Ces mots renvoient à une conception intentionnaliste de la lecture datée (XIXe siècle) qui cherche l’intention de l’auteur derrière le texte. Une telle vision fait abstraction de l’activité d’interprétation dans laquelle s’engage le lecteur au moment où il lit une œuvre romanesque. Pour Ricoeur, l’œuvre littéraire est ouverte à « un auditoire illimité et indéterminé », c’est-à-dire à des lecteurs évoluant dans des contextes différents, pour lesquels le sens du texte se décontextualise et se recontextualise. Alors oui, le livre « perd son âme », une « âme » produite par l’intention d’un auteur – et s’y assimilant – érigé de ce fait en véritable démiurge.  Dans cette perspective, l’activité de lecture se réduit à un simple décodage où il s’agit d’essayer de se mettre à la place de l’auteur – ou à celle de ses premiers lecteurs – afin de comprendre « l’intention de départ ». C’est tout à fait illusoire car est omise la dimension dialogique inscrite dans l’acte de lecture. C’est à partir d’un chronotope ( un maintenant-insulaire post-colonial  que nous comprenons ce que tel texte nous ; nous réactualisons sans cesse le sens du texte par rapport à notre propre présent.

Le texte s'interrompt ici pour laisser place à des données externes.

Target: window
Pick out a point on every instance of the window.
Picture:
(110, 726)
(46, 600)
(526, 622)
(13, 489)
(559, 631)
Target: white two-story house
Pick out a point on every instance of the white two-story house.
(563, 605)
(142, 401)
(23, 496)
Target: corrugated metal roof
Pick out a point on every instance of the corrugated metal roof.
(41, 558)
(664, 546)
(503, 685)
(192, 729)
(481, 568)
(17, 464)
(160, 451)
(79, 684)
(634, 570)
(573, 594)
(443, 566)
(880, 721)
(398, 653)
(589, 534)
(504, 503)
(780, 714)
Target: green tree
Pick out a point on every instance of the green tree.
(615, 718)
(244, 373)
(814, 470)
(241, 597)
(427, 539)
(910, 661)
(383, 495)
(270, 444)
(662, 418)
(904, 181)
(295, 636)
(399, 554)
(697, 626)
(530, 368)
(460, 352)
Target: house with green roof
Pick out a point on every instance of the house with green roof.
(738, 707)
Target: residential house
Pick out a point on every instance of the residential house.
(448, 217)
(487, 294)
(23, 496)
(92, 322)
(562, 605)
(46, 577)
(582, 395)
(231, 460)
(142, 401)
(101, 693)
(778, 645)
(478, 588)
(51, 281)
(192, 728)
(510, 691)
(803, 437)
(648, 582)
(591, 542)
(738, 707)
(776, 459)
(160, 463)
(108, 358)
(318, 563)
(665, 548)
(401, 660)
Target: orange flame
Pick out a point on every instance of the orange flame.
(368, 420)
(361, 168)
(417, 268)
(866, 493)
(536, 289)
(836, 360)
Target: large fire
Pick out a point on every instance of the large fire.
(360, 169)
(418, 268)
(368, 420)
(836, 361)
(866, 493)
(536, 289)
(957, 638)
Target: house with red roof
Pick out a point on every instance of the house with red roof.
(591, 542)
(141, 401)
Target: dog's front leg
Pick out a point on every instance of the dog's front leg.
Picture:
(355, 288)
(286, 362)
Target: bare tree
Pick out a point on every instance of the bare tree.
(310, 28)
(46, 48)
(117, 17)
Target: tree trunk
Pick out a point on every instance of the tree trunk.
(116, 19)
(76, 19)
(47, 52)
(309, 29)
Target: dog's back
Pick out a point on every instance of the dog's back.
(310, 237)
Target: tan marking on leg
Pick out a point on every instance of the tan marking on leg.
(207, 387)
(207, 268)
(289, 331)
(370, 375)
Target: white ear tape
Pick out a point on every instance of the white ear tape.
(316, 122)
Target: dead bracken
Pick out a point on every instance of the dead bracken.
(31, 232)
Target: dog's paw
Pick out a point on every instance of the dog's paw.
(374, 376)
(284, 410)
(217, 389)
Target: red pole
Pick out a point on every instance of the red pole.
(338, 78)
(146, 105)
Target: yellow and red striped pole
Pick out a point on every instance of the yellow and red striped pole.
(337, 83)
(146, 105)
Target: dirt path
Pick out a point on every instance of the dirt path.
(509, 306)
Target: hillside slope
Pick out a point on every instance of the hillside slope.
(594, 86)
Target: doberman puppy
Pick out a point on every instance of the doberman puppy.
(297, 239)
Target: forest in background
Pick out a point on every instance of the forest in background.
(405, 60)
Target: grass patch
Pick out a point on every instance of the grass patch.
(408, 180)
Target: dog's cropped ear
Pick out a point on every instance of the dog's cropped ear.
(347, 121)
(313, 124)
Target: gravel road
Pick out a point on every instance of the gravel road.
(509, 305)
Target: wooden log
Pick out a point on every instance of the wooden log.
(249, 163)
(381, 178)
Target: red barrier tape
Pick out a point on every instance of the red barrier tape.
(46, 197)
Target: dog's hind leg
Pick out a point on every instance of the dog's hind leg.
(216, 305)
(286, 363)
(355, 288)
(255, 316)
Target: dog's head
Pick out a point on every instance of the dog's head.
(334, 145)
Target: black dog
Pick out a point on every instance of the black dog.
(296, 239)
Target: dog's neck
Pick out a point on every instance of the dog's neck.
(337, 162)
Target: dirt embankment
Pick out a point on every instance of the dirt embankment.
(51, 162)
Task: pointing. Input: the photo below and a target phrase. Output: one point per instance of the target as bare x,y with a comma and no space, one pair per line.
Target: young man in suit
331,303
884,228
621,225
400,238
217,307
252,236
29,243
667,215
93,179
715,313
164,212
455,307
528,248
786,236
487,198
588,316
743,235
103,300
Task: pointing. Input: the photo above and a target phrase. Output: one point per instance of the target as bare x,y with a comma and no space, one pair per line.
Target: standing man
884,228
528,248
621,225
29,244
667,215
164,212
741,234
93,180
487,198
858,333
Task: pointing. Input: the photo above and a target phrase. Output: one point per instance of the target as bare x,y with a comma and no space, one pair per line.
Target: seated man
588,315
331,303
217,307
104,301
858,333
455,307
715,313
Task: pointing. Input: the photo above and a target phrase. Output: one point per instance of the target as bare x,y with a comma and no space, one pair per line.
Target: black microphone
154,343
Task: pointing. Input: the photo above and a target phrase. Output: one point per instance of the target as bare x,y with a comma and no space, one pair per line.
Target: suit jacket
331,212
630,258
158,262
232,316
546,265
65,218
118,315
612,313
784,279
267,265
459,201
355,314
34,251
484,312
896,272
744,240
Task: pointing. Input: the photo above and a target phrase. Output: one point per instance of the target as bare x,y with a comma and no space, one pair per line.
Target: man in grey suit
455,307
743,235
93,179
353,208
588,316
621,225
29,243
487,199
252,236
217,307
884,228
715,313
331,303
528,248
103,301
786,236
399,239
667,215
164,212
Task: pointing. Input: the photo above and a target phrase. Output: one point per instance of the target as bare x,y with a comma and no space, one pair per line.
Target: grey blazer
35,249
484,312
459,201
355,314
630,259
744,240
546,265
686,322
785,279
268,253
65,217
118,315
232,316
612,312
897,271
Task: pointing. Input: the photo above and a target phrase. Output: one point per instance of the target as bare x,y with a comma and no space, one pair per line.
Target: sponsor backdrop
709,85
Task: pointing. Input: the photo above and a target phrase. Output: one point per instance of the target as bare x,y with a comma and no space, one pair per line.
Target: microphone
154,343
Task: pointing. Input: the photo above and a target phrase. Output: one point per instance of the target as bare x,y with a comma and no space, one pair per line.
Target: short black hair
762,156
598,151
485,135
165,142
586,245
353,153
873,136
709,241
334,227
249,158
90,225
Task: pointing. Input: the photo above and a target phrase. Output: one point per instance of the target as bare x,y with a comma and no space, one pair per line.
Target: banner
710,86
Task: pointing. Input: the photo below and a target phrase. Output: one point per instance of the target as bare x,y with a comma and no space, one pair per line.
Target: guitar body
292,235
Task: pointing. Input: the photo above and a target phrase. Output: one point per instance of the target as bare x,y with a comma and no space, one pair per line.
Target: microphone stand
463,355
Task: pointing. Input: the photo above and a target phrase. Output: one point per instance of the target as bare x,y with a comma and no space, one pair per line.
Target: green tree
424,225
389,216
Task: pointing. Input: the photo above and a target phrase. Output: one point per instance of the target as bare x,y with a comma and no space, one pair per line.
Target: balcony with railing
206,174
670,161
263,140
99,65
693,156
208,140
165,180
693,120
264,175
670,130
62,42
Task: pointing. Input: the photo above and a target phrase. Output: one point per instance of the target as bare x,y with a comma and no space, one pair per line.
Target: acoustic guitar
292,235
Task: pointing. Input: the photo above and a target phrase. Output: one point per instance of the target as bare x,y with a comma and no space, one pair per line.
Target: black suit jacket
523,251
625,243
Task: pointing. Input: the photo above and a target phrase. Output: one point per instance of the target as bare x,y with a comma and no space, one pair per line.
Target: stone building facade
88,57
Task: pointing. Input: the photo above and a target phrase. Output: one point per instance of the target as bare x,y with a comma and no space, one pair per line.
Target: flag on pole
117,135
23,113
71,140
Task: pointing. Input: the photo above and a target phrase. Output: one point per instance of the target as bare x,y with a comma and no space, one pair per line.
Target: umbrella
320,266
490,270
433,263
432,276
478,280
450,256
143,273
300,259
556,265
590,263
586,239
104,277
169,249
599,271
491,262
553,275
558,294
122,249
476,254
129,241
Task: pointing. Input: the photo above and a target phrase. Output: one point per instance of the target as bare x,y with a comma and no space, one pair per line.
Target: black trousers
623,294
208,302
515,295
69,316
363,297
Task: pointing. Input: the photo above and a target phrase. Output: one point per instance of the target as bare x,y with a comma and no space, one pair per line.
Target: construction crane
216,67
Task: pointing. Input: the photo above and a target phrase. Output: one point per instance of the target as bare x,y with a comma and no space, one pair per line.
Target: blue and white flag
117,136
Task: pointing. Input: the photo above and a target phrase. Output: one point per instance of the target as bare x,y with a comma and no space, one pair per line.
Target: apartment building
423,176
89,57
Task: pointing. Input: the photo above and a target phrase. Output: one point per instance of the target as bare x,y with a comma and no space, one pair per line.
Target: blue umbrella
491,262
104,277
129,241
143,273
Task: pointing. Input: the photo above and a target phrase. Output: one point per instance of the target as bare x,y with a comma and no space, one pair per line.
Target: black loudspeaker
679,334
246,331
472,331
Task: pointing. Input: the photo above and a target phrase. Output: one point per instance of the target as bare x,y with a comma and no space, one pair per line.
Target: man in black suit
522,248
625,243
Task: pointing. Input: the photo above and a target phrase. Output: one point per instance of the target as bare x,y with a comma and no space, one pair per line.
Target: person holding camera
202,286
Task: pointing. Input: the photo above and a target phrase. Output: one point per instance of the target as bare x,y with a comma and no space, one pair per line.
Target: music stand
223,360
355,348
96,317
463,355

Le texte « perd donc son âme », mais c’est la loi du lire

Par ailleurs, Emmanuel Kherad ne semble pas approuver les traductions en créole d’œuvres romanesques écrites en français. Il s’en explique par cet énoncé en forme de question rhétorique : « Car tous savent lire les deux langues, alors pourquoi traduire ? ». Ce journaliste littéraire a parfaitement le droit de penser ce qu’il pense. Il a raison quand il dit que les lecteurs de créole lisent aussi en français. Mais est-ce une raison suffisante pour qu’ils ne s’intéressent pas aux traductions de classiques en créole ? Je pense que ce serait un moyen de découvrir (redécouvrir) d’une autre façon, dans un autre système linguistique, des œuvres d’auteurs français lues autrefois, souvent sous la contrainte, dans un cadre scolaire, qui accorde peu d’importance à la dimension plaisir. 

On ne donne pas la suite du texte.